Related to the motion activity characteristics is also the use of interlaced (1080i) or progressive (720p) scanning. For instance, it would be preferable for a high motion video sequence to be encoded to progressive format (i.e., 720p) in order to avoid filtering out motion details due to interlaced scanning (in case of 1080i). Although these motion artifacts are quite annoying and they are easily perceived by the subjects/spectators, both the FR-metrics PSNR and SSIM are unable to measure this limitation due to the fact that it also inherently exists in the original, source material which is used as reference. Hence, once again the influence of a single parameter (interlaced/progressive) provides controversial effects to the overall system behavior. It is important to mention that the use of 720p and 1080i was not intended for direct comparisons between the two formats, using the previously mentioned FR-metrics, but they were proposed as alternative source-content choices to confirm that they both follow certain rules and pose similar Qm dependencies from the remaining independent variables (-vars, -vars).

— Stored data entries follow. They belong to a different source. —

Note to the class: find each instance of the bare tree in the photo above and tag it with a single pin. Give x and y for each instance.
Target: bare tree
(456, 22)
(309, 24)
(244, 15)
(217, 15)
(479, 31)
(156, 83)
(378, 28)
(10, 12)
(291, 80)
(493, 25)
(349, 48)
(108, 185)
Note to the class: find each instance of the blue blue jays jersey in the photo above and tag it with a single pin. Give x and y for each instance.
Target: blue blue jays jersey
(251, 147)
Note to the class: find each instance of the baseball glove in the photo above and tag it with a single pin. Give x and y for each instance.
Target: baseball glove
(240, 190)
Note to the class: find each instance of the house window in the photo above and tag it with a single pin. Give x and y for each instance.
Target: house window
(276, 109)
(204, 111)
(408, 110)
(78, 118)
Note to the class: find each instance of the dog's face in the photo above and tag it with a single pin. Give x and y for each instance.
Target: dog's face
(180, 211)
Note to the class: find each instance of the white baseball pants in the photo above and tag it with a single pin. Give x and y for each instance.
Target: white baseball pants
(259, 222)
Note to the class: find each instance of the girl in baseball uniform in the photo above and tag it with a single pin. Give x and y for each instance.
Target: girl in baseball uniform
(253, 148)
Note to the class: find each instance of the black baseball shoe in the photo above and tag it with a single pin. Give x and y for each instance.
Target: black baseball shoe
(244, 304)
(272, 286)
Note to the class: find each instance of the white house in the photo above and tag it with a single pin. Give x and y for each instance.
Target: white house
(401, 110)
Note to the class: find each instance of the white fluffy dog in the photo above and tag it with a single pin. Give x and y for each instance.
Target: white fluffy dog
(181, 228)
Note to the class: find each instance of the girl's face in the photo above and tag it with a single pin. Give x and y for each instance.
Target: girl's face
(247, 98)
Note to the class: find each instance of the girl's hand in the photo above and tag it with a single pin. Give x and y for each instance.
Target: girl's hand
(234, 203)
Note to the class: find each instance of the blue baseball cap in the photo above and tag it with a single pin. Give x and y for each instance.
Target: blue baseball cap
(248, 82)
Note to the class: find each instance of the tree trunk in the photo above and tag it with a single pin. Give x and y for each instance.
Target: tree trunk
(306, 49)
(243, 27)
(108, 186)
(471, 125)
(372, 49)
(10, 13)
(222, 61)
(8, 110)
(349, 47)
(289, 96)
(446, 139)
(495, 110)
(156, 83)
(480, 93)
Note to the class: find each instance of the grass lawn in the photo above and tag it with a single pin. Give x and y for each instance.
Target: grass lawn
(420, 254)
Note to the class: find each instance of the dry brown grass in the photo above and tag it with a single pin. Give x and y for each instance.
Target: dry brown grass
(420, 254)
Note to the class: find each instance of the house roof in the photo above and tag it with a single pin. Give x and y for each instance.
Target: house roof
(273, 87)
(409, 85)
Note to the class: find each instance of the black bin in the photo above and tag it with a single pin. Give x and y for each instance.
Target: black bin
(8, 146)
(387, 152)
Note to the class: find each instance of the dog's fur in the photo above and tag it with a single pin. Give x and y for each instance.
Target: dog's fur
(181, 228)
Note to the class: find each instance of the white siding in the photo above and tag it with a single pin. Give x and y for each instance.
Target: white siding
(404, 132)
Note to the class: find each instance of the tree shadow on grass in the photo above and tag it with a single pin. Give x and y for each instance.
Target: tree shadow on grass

Based on the above analysis, evaluation procedures were contacted using both simulation setups and real video-transmission according to the layout drawn in Figure 2.

4. Experimental Results and Discussion

Following the design and the implementation of the system as well as the related methodology, several applications involving the organization of transmissions and receptions were conducted. The experimental transmissions among others included four actual real-time transmissions from the Thessaloniki Concert Hall (three from the foyer and one from the main hall). Receiving projection venues was set up in four cities in Greece (Athens, Thessaloniki, Patras, and Heraklion) and one in EU (Dublin, Ireland) involving a total of seven virtual halls varying from very small to medium size. The decoding devices we encouraged the organizers to set up and finally used were PC-based decoders using the VLC Media Player, whereas the case of hardware decoding was only tested by our team. The acceptance of the audience was quite encouraging for this kind of activities and was expressed by the increasing number of spectators and the desire to continue to provide the service.

We also tested the proposed methodology concerning the virtual hall arrangement via the organization of two public projections of the Global Concert Series, considering also the organizational aspects of such an event. Several promotional acts were taken (TV promotional videos, posters, invitations, etc.) in order to stimulate and measure the public interest on the subject. After the event, the spectators were asked to fill in a questionnaire in order to measure certain experience factors. The similar results to the ones received from our own transmissions are quite promising. A more exhaustive analysis of the parameter selection and the tests conducted is presented below.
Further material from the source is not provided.